BANGKOK, Thailand (eTN) – Almost 70 percent of eligible voters turned out to exercise their rights in the country’s first general election following the September 19, 2006 military coup that ousted former Prime Minister Thaksin Shinawatra.
The People’s Power Party (PPP), which emerged from Thaksin’s Thai Rak Thai (TRT) Party, were the winners with 48 percent of the vote; the Democratic Party in second place with 34 percent. Five other parties made up the remaining 18 percent.
The challenge now is to form a coalition government under PPP’s leadership, which is headed by former Bangkok Governor Samak Sundaravej. Many recognize this as a daunting task. Firstly, there is the hurdle of the Election Commission, which may suspend or ban MPs accused of cheating in the run up to the election. Their findings will not be made known for two weeks. Secondly, as the horse trading starts, and the smaller political parties jockey to form a coalition with a working majority, it is still unclear which PPP will favor.
The outcome of the election did not, as constitutional planners had hoped, enable the smaller political parties to gain a foothold. The re-written constitution allowed for a greater number of smaller constituencies in the hope that smaller parties may have a greater influence. However, the truth is that we still endure a polarized two-party system, and the outcome is a pointer to the rivalry between the two major parties. The PPP sweeping the board in the North and Northeast, while the Democratic Party dominated densely populated Bangkok and the whole of the South.
Coup leaders, the Council for National Security (CNS), backed by the army, are not happy with the outcome.

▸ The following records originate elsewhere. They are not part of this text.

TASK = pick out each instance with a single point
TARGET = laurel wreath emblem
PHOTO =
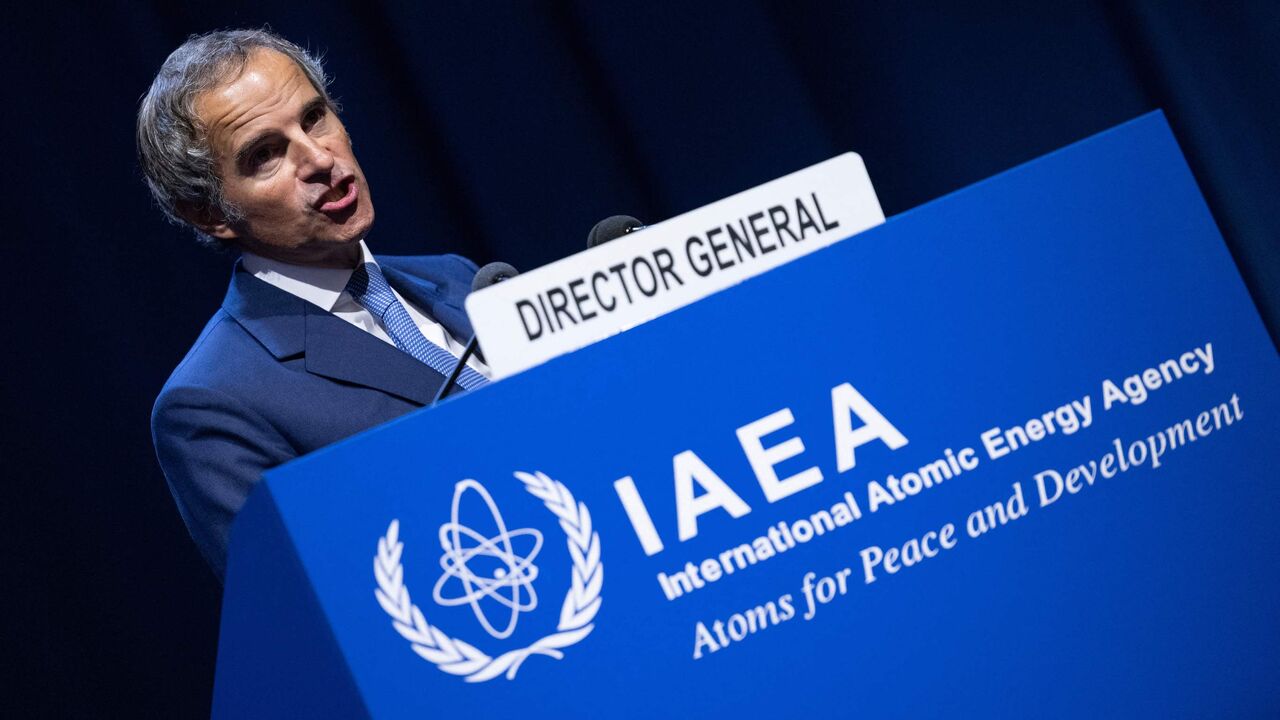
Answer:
(458, 657)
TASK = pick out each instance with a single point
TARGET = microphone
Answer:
(612, 228)
(490, 274)
(493, 273)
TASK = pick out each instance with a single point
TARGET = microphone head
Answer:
(612, 228)
(493, 273)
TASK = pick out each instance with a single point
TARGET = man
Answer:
(316, 338)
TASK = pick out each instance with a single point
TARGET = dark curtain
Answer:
(503, 131)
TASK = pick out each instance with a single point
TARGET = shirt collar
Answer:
(318, 286)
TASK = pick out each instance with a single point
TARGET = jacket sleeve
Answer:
(213, 451)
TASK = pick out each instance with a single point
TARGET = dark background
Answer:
(502, 130)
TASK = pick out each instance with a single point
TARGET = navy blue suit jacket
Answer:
(273, 377)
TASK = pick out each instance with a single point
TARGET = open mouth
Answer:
(339, 197)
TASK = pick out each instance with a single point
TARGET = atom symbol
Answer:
(504, 575)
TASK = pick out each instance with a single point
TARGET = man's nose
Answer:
(315, 160)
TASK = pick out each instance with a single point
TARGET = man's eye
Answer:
(312, 117)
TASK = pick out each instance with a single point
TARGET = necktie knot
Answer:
(369, 287)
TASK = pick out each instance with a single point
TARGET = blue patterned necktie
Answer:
(370, 290)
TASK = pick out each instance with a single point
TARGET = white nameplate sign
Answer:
(620, 285)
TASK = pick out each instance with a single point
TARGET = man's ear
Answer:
(210, 220)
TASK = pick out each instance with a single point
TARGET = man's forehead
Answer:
(269, 82)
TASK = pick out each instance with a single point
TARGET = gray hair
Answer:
(173, 145)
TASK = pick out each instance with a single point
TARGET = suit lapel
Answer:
(332, 347)
(430, 297)
(341, 351)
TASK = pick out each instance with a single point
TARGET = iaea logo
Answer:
(494, 575)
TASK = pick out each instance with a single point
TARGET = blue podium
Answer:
(1010, 454)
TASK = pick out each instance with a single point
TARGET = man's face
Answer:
(286, 160)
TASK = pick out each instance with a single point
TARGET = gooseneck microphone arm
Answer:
(493, 273)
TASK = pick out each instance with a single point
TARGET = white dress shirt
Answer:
(327, 288)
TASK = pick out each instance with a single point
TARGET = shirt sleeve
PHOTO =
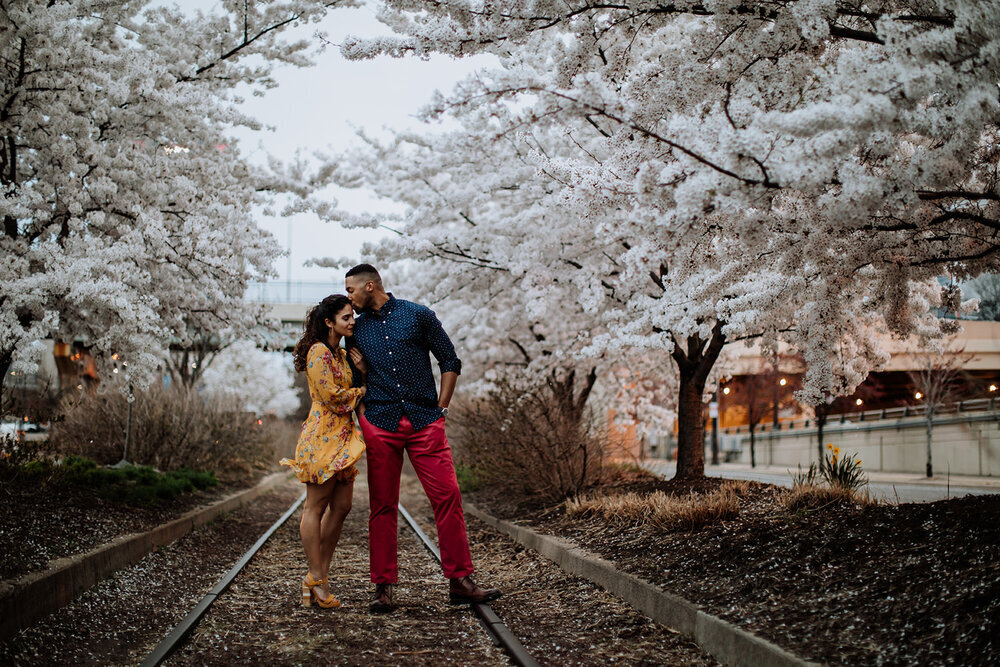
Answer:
(438, 342)
(327, 379)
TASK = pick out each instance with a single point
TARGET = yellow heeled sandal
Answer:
(309, 594)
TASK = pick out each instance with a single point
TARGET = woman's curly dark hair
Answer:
(315, 329)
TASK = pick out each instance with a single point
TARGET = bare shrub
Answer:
(172, 428)
(659, 510)
(525, 442)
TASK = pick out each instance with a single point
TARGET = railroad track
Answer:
(491, 623)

Many of the richer educated masses in Bangkok that initiated the demonstrations against Thaksin ultimately leading to his demise are also not happy. The voters in the poorer North are pleased, as they are hoping that Thaksin will return to power, as he handed them food to eat and money in their pocket and initiated populist policies such as Baht 30 ($1.00) health care scheme.
Sundaravej, who many thought was not a particularly successful Bangkok governor, makes no secret of the fact that he is a supporter (some say mouthpiece) of the former premier. Mr. Samak has even gone so far as suggesting an amnesty for the politicians of the former TRT party.
The election’s impacts on Thai travel and tourism
Few argue that a military junta has been bad news for Thailand. Losses to private industries of Baht 500 billion (US$14.7 billion) have been circulating for some time. The corporate and MICE markets have been badly affected by companies unwilling to conduct their business in a country ruled by an un-elected military dictatorship. Following the December 23 election, this is now a thing of the past and the industry has reacted cautiously over the result. The local stock market, however, surged 29 points (3.7 percent) following the election.
Tourism in 2008 is expected to generate an additional one million visitors, up from 2007’s estimate of 14.8 million. With a new government in place it is hoped that commerce and industry will be a top priority for the new government. Investor confidence was blunted under the old regime, and many believe there is a brighter future. The new government will be under considerable pressure to perform and with an electorate worried how the new government will deal with Mr. Thaksin’s expected return to Thailand, from his self -imposed exile.
Thailand’s tourism is forecast to fare better in 2008, however, countries like Vietnam and China flourished following the coup now becomes a competitor for Thailand.
[A longtime Thailand resident, Andrew J Wood is General Manager of the Chaophya Park Hotel Bangkok and Skal International councilor for Thailand.]